I’d like to show you the current draft of the FOC Stepper Driver I designed. I already mentioned a few details in my previous thread, but now I’d like to give a full overview.
Before I go into details, these are the design goals/specifications I’m looking to achieve (ideally, not necessarily with the first revision):
- Suitable for common NEMA 17 stepper motors - more specifically, I’m looking at the 42STH48-2504AH or the similar 42STH48-2504AC
- Step Angle: 1.8°
- Phase Resistance: 1.2 Ω
- Phase Inductance: 1.5 mH
- Rated Phase Current: 2.5 A
- Target application: High-performance 3D printers built using the Klipper firmware
- Ideally, the finished driver would be able to perform on par with common stepper drivers (e.g. TMC2209/TMC5160) in the typical kinematic profiles of 3D printers. When supplied with 48V, I’m looking to achieve speeds of 1600 mm/s with acceleration up to 20000-30000 mm/s^2. With a common configuration of 20T 2GT (2mm pitch) pulleys, this is equivalent to 2400 rpm.
- Ideally, the FOC driver would outperform the regular current chopper drivers in terms of noise and current consumption.

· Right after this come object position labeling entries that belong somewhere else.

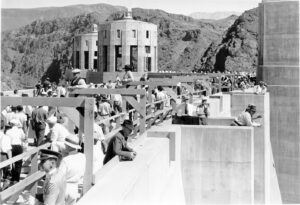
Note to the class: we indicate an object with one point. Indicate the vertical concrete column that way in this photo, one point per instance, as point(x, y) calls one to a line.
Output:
point(141, 51)
point(126, 47)
point(279, 67)
point(81, 53)
point(91, 53)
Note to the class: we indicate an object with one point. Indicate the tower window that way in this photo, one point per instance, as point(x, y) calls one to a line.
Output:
point(147, 49)
point(134, 33)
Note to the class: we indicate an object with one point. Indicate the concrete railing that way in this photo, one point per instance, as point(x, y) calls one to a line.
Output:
point(133, 182)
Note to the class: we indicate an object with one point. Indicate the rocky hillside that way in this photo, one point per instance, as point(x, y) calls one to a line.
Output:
point(45, 47)
point(16, 18)
point(213, 15)
point(238, 49)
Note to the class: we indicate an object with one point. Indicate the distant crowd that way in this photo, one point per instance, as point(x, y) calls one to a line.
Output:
point(49, 124)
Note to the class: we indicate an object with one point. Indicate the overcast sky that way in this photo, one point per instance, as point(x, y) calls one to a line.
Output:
point(172, 6)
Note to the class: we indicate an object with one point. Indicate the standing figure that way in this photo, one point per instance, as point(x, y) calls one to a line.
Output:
point(118, 144)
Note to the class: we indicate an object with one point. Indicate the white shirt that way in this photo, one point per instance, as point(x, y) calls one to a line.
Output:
point(59, 133)
point(16, 135)
point(245, 119)
point(5, 144)
point(116, 97)
point(104, 108)
point(22, 117)
point(98, 132)
point(180, 110)
point(128, 77)
point(74, 167)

- Motor voltage up to 48V - although I’m likely going to start testing with 24V
At the moment, I’m not sure whether the goals are achievable or if the limitations of stepper FOC (high pole count requiring high encoder resolution) are too restricting.

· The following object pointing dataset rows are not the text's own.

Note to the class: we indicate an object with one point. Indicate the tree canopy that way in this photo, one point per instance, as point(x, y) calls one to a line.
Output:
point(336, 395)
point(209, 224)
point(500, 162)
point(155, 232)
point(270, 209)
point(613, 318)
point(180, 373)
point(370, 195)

For the first prototype, I’ve made the following choices:
- I’m sticking to the Arduino form factor and won’t integrate a MCU into the board. I have an STM Nucleo-64 board with a STM32G431 I plan to use initially.

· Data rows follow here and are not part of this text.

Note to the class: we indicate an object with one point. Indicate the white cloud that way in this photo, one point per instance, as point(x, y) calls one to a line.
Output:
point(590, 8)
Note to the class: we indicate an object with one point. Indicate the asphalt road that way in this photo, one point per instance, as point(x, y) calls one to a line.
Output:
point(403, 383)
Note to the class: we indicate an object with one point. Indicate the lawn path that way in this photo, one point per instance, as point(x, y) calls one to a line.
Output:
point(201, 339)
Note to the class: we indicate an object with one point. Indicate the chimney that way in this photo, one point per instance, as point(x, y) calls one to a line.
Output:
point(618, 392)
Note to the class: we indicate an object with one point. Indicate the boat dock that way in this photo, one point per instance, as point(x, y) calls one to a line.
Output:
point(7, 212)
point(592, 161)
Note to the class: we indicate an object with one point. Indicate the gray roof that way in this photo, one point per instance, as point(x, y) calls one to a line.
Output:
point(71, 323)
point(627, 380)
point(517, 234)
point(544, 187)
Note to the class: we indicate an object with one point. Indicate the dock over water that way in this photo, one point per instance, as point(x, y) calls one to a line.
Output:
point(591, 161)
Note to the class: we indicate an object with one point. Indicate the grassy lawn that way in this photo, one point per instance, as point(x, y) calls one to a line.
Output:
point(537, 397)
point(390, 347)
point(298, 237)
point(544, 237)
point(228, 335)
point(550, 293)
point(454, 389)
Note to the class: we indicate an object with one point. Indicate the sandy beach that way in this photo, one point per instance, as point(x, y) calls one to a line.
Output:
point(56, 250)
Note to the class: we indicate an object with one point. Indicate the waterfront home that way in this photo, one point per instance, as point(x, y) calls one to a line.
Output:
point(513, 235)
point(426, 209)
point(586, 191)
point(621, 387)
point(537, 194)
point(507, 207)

- Four layer design, inner layers used for ground plane and power (48V/12V/3.3V).
- Maximum nominal motor voltage 48V, all components interfacing with motor voltage are rated for 60V or higher to account for any voltage spikes.
- Maximum phase current: 3A
- Nominal 12V gate driver input. I considered integrating a high input voltage buck converter (e.g. XL7005) into the design, but skipped this due to the added complexity. However, it is quite important that the gate driver voltage is always present whenever the motor voltage is present, as I didn’t integrate any pull-downs on the main MOSFET gates for simplicity. Only the gate driver inputs have pull-downs.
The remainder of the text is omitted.